後遺症と後遺障害の微妙な違い

後遺障害

後遺症と後遺障害の違いとは?

交通事故などに遭ってしまった場合、やはり一番心配なのは後遺症や後遺障害などがあとあとまで残ってしまうのではないかという点でしょう。一般的には、この「後遺症」と「後遺障害」とは同じものであると思われがちですが、実はこの両者には微妙な違いがあるのです。では、その微妙な違いとはいったい何でしょうか?

「後遺症」とは?

一般的に言って、事故の「後遺症」とは、事故後に続けて治療を受けたにも関わらず完治することなく、なおかつ将来的に見ても回復が見込めず精神的また身体的に障害が残ってしまう状態のことを指しています。一般に、医者や事故の被害者が後遺症が残ると言う場合、こちらの症状を指すことが多いと考えられています。

「後遺障害」とは?

それに対して、「後遺障害」には微妙な違いがあります。それは、交通事故などによって被ってしまった精神的また身体的な障害が、それ以上治療を続けたとしても、症状が良くもならなければ悪くもならないような状態に達してしまった状態と深く関連しています。このような状態を症状固定と呼んでいますが、この症状固定の状態に達した後に、労働能力が失われてしまう症状のことを指しています。

後遺障害認定が重要

交通事故に遭って受傷した後、仮に後者の状態に達してしまったような場合、等級として認定を受けると損害賠償請求の対象とされます。これは、事故によって負ってしまった、残っている障害のために労働能力が失われてしまい、働けなくなってしまったことに対して補償が与えられるというものです。

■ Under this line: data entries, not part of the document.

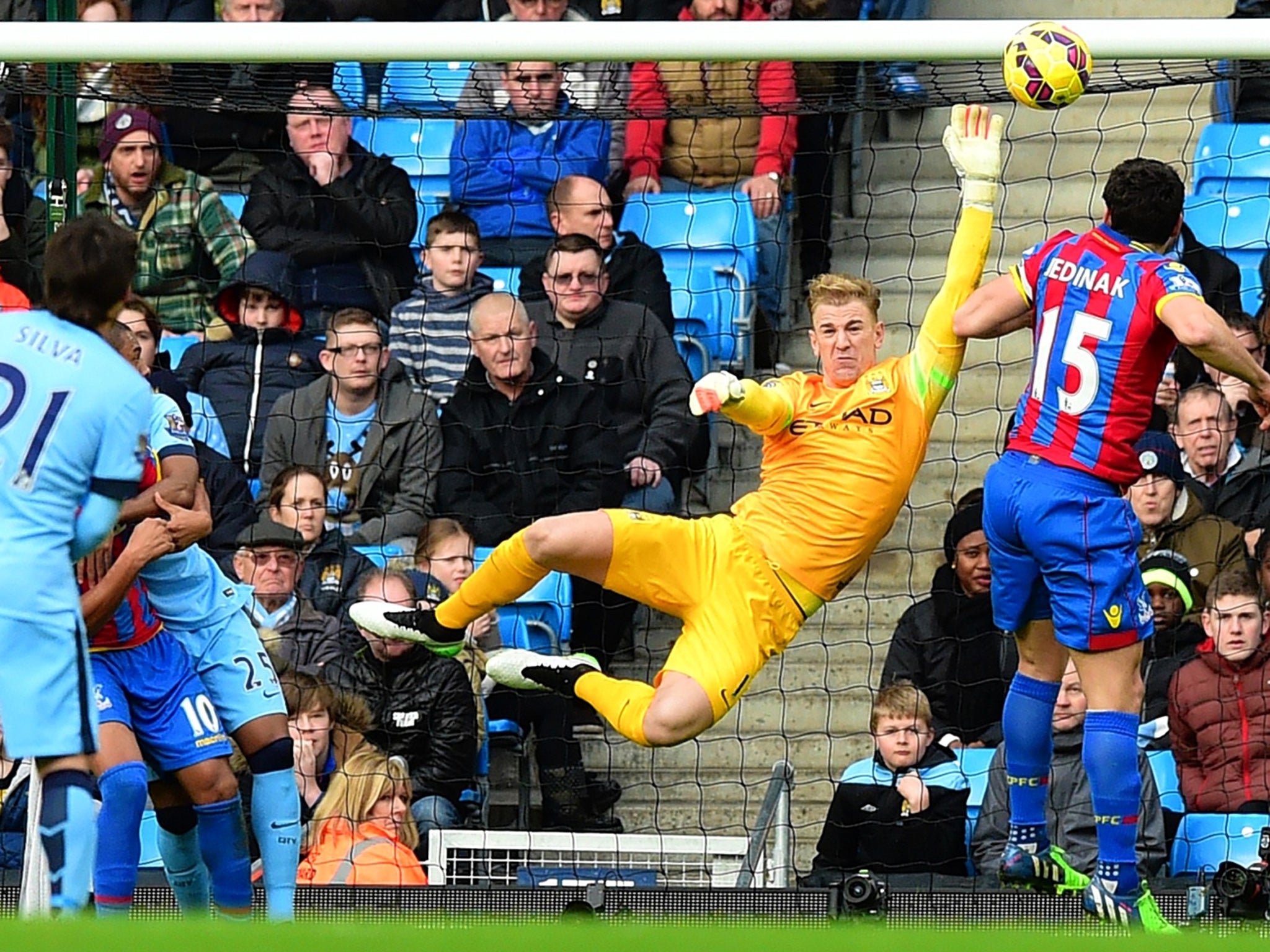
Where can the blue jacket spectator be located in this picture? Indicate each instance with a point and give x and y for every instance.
(265, 357)
(901, 810)
(500, 170)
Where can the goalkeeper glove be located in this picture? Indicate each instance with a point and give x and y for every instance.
(714, 391)
(973, 143)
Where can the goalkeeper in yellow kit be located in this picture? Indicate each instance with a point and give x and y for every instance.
(840, 452)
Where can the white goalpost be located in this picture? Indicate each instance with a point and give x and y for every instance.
(930, 41)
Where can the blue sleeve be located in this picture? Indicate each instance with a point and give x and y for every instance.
(94, 523)
(117, 467)
(475, 173)
(168, 433)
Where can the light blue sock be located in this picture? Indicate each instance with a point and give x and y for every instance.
(223, 835)
(1116, 786)
(183, 862)
(118, 842)
(276, 824)
(68, 829)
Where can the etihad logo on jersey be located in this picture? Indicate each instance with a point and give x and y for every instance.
(1088, 278)
(860, 416)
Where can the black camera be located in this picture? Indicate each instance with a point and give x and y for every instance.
(863, 894)
(1244, 891)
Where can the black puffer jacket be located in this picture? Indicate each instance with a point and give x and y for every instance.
(628, 356)
(949, 648)
(247, 374)
(333, 574)
(636, 276)
(507, 464)
(424, 710)
(373, 208)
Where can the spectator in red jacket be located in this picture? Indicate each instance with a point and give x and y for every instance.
(733, 148)
(1220, 707)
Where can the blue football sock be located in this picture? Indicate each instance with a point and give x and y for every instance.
(183, 865)
(118, 840)
(1026, 724)
(223, 837)
(1116, 786)
(68, 829)
(276, 824)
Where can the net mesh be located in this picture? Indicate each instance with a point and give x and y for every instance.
(874, 197)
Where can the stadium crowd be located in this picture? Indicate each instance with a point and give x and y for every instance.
(347, 395)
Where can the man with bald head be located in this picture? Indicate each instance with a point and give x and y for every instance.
(522, 439)
(580, 206)
(345, 216)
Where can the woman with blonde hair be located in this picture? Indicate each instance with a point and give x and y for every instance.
(362, 833)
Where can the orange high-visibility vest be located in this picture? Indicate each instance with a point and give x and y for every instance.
(366, 855)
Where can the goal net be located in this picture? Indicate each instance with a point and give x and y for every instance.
(866, 190)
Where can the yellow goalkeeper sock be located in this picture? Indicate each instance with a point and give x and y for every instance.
(506, 575)
(620, 702)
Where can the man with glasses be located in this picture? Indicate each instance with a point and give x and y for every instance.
(376, 439)
(522, 438)
(502, 168)
(270, 560)
(1230, 482)
(625, 352)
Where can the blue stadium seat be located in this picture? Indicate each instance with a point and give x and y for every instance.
(350, 84)
(1232, 161)
(506, 280)
(424, 86)
(175, 347)
(1204, 840)
(508, 735)
(380, 555)
(235, 202)
(1237, 226)
(546, 611)
(708, 244)
(974, 764)
(1165, 771)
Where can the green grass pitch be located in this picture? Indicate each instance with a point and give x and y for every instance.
(384, 936)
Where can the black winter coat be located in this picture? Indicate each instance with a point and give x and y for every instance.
(333, 574)
(628, 356)
(507, 464)
(636, 276)
(247, 374)
(870, 827)
(375, 215)
(948, 646)
(424, 708)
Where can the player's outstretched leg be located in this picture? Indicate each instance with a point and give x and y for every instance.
(579, 544)
(671, 714)
(275, 808)
(118, 842)
(221, 834)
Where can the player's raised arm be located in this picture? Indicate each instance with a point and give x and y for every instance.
(973, 143)
(1204, 333)
(765, 410)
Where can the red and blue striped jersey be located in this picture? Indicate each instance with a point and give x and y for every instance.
(134, 622)
(1099, 350)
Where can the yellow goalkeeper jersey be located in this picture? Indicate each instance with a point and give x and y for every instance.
(838, 462)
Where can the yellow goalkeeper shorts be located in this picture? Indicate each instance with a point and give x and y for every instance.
(737, 611)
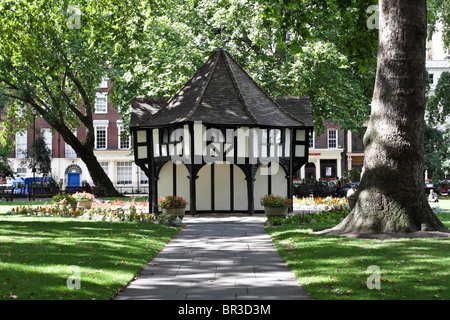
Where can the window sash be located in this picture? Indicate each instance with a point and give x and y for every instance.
(101, 103)
(21, 145)
(124, 173)
(101, 138)
(332, 139)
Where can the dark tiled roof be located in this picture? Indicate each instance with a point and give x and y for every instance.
(144, 108)
(298, 107)
(221, 93)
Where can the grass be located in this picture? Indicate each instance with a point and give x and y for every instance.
(36, 254)
(336, 268)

そこで、是非とも覚えておきたい重要な点は、交通事故に遭って受傷し、医者から後遺症が残ると言われたからと言って、必ずしも補償を受けられるわけではないということです。この点をしっかり覚えておくことは大切です。つまり、たとえ事故によって後遺症が残ることになってしまったとしても、後遺障害として認定されない場合もあるということです。

さらに、交通事故で受けてしまった障害が、果たして後遺障害に該当するかどうかを決定するのは医者ではないということも覚えておくべき点と言えるでしょう。この面で正しく判断するには当然のことながら、医学的な専門知識はもちろんのこと、非常に高い法的知識が必要とされることでしょう。そのため、医者が医学的な知識に基づいて判断するのではなく、最終的には裁判官が判断することになると言われています。もちろん、その判断には、裁判にも十分精通している弁護士も深くかかわることになるでしょう。